Recipe provided by: www.chopchopfamily.org.

Kitchen Gear

  • Cutting board
  • Sharp knife (adult needed)
  • Measuring cups
  • Measuring spoons
  • 8 x 8-inch baking pan
  • Medium-sized mixing bowl
  • Spoon or rubber spatula

Ingredients

  • 6 apples, any kind you like, scrubbed, cored, and thinly sliced
  • 1 tablespoon tablespoon plus 1/3 cup whole-wheat or all- purpose flour, or a combination
  • 1⁄3 cup cup walnuts or pecans, toasted and coarsely chopped, or old-fashioned or quick-cooking oats
  • 1⁄4 cup brown sugar
  • 1⁄2 teaspoon ground cinnamon
  • pinch kosher salt
  • 3 tablespoons unsalted butter, melted

Instructions

  1. Turn the oven on and set the heat to 350 degrees.
  2. Put the apples and 1 tablespoon flour in the baking pan and mix well.
  3. Put the remaining 1/3 cup flour, nuts or oats, brown sugar, cinnamon, and salt in the bowl and mix well. Drizzle in the butter and combine, using your clean hands or two forks, until the mixture is crumbly.
  4. Once the oven temperature has reached 350 degrees, crumble the mixture on top of the apples and put the pan in the oven. Bake until the top is golden brown, about 35 minutes. Cool briefly before serving.

Notes

GET CREATIVE Depending on the season, you can mix up the fruit. These are some others we love:

  • Spring Strawberry-Rhubarb: Substitute 1 pound rhubarb, scrubbed, halved lengthwise, and thinly sliced, and 1 quart strawberries, quartered, for the apples. Omit the ground cinnamon. Increase the flour mixed with the fruit to 2 tablespoons.
  • Winter Pear-Ginger: Substitute 6 ripe pears, quartered, cored, and thinly sliced, for the apples.
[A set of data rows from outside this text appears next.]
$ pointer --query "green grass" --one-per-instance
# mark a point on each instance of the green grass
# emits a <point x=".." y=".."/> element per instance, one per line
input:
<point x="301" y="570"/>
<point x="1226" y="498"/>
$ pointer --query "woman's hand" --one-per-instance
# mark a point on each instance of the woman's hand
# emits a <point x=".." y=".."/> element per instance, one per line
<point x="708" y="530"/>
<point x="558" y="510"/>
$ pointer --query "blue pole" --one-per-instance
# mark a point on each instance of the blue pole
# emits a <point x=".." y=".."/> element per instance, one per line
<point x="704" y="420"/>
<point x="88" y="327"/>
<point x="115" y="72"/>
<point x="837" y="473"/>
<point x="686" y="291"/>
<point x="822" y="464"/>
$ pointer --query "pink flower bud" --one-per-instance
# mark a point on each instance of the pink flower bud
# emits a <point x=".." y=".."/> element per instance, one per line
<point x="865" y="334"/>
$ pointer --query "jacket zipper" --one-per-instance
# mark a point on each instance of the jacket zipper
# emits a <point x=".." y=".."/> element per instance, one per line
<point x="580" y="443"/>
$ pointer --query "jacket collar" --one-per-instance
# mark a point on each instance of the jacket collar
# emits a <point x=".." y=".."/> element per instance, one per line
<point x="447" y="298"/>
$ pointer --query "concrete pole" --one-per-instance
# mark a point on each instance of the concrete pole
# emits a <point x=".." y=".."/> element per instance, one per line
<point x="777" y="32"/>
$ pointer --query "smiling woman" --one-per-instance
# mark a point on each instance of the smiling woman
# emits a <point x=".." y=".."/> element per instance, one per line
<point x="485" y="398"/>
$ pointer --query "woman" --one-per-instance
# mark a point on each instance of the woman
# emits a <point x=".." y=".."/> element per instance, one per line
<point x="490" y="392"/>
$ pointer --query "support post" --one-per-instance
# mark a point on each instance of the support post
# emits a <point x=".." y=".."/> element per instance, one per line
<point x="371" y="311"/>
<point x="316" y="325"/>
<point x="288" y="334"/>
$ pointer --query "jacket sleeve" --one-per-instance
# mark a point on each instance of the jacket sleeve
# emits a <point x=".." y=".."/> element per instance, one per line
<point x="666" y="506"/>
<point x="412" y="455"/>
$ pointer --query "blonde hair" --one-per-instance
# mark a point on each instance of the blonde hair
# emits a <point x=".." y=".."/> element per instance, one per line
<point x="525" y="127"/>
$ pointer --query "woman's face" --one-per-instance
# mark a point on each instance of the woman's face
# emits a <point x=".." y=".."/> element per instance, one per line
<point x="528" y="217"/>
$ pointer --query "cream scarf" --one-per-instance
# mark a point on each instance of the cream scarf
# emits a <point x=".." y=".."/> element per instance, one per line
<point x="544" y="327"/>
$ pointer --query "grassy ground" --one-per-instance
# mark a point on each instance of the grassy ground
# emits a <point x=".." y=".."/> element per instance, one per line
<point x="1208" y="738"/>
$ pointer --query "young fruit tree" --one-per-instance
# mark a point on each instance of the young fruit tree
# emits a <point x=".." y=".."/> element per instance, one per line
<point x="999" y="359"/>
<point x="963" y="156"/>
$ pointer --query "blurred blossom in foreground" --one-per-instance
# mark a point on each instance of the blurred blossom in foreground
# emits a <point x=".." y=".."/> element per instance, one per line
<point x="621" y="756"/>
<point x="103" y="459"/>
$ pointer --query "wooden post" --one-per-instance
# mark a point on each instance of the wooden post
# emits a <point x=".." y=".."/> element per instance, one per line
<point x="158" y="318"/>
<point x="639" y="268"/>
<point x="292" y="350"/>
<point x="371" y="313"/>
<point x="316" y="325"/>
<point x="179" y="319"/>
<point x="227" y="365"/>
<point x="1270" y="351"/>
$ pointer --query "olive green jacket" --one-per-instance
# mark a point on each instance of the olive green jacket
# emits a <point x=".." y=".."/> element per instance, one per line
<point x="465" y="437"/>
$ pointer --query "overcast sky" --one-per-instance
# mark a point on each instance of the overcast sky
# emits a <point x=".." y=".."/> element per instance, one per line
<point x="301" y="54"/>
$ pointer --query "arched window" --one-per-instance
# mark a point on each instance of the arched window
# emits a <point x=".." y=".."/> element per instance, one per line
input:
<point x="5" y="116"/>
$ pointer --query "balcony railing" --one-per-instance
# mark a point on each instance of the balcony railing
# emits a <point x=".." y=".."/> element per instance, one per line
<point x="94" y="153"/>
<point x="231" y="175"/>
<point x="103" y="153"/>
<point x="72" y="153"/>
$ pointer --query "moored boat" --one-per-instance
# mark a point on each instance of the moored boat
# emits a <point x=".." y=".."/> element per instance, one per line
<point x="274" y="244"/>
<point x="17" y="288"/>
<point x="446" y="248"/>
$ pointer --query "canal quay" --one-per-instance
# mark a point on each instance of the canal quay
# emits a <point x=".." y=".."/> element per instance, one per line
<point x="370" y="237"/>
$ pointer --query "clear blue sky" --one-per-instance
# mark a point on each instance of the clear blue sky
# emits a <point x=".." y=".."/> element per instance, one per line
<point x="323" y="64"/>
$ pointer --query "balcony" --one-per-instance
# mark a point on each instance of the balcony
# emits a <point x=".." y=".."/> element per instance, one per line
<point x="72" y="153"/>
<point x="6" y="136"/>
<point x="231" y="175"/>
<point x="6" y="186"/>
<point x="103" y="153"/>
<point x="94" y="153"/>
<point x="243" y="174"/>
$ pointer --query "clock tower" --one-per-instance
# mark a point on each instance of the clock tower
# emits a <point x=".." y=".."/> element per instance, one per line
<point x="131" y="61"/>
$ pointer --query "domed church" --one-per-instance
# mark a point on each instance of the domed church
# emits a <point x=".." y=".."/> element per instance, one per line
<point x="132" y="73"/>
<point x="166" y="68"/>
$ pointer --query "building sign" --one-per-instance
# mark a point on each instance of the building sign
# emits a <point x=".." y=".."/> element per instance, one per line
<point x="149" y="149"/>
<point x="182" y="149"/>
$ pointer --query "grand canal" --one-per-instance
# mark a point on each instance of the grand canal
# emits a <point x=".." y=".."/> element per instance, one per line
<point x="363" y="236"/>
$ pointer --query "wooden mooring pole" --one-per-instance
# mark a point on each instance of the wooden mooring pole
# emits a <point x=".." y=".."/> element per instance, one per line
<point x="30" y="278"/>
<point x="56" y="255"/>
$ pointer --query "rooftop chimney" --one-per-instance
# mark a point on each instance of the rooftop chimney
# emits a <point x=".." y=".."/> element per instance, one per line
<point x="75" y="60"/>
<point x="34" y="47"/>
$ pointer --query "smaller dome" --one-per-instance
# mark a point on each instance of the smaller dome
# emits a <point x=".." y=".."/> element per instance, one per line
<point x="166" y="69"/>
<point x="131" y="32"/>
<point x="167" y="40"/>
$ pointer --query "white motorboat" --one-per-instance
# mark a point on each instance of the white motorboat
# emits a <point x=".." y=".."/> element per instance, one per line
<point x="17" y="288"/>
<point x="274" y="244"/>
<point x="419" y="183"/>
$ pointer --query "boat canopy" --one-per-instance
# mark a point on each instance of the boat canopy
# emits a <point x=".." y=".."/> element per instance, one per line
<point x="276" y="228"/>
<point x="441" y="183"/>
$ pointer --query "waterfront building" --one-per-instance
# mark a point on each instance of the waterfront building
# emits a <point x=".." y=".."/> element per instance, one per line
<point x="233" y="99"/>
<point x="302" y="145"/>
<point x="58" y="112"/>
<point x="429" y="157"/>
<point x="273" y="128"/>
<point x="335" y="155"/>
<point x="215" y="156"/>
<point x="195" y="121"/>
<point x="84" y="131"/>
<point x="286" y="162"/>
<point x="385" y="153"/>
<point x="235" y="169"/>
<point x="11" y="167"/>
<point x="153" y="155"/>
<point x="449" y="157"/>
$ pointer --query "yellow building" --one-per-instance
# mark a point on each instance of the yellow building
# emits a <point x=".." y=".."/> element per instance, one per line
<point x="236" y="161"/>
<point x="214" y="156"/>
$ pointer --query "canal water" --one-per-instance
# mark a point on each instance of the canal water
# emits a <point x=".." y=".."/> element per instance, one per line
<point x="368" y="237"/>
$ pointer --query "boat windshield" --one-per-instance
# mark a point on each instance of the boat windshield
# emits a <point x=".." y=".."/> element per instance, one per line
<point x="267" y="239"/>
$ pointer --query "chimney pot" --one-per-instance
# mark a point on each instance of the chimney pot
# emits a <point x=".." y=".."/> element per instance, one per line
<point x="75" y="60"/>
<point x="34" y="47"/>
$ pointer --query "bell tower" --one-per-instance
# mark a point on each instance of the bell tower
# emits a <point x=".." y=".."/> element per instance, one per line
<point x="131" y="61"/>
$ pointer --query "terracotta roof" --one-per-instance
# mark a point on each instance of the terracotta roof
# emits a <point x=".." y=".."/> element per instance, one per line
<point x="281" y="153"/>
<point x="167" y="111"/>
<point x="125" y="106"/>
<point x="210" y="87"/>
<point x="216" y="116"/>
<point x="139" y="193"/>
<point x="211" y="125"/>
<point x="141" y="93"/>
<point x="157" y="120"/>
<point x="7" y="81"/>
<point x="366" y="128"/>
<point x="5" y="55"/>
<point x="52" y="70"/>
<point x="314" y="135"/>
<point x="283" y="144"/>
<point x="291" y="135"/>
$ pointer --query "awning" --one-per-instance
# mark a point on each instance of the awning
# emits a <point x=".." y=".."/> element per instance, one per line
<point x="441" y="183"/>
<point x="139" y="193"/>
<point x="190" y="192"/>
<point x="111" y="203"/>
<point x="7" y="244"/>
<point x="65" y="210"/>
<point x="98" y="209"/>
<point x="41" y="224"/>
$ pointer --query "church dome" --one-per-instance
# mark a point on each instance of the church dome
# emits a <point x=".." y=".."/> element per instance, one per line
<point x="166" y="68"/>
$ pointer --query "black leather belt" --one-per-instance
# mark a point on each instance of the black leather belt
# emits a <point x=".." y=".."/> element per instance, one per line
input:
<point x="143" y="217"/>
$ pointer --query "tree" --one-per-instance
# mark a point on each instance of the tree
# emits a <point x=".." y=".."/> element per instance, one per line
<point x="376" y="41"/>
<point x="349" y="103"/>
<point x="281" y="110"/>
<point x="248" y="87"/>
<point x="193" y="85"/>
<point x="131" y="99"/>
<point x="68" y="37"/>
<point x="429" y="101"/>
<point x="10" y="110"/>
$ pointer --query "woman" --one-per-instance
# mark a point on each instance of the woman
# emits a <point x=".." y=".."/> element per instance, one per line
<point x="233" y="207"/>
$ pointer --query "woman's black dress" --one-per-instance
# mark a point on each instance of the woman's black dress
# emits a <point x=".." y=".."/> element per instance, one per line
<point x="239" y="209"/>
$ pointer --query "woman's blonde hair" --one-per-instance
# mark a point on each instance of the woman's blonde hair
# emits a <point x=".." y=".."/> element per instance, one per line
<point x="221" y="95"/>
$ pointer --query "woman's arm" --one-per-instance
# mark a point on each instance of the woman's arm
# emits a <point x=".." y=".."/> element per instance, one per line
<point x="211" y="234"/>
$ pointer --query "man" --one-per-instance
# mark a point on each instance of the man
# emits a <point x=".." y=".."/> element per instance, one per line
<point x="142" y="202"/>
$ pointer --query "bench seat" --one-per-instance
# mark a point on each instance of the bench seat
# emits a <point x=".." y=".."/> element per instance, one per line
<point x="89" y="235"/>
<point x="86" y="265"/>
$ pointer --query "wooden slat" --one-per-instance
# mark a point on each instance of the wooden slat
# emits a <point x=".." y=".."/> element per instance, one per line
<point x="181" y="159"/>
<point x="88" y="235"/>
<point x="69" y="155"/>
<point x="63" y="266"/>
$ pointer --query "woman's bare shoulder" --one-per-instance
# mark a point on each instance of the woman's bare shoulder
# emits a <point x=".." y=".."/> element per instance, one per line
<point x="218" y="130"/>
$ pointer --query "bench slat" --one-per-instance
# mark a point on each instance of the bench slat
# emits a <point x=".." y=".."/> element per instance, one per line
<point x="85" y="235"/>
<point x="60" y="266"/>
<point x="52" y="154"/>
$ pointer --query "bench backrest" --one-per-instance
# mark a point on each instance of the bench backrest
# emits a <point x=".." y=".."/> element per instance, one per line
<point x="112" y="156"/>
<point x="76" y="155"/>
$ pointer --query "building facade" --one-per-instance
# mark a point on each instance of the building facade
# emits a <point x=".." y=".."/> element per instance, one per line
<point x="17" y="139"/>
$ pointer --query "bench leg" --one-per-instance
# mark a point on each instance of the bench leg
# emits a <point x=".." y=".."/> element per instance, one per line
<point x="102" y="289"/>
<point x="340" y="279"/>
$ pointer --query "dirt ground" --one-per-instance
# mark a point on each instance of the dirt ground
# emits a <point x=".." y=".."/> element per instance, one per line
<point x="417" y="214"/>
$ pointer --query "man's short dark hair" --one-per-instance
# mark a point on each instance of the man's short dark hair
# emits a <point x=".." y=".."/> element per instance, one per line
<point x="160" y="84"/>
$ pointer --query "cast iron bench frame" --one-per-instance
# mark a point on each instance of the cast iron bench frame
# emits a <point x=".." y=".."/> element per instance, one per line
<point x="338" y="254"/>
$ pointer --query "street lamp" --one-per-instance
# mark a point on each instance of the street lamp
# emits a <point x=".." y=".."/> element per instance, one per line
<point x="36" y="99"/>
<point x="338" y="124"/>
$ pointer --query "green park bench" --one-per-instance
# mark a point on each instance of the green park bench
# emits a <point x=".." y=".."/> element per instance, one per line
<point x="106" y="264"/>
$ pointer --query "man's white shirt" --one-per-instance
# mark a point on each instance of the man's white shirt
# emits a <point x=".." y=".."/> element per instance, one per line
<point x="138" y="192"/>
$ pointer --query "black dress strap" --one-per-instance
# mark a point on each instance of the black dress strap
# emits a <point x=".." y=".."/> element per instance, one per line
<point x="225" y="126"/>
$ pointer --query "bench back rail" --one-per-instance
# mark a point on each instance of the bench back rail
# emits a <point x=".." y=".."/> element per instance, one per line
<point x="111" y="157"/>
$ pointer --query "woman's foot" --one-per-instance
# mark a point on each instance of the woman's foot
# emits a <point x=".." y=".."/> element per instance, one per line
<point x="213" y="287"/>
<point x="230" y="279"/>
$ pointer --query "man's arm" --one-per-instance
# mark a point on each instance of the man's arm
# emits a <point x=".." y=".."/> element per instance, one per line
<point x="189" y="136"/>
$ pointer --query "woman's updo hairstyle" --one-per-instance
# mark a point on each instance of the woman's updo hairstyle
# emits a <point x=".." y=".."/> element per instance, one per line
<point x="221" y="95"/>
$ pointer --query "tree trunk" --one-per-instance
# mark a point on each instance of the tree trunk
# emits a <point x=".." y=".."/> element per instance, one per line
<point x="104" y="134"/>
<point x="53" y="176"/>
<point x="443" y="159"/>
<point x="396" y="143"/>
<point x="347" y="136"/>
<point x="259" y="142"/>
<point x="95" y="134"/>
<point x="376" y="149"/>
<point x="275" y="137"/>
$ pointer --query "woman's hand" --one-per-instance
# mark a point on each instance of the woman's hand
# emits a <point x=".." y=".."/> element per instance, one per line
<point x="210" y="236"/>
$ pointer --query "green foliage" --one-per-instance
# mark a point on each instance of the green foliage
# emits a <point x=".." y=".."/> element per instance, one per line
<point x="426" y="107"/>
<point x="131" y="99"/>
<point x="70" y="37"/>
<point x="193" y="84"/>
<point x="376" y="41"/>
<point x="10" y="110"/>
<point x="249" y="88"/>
Add 2 teaspoons finely chopped fresh ginger. Omit the ground cinnamon.
  • Summer Peach: Substitute 6 ripe peaches, pitted, quartered, and thinly sliced, for the apples. Increase the flour mixed with the fruit to 2 tablespoons.

OR ELSE Kids Advisory Board member Liana Joy successfully swapped in coconut oil for the butter.

DID YOU KNOW? The flour in the filling thickens the juice that bakes out of the fruit, so it becomes saucy instead of watery.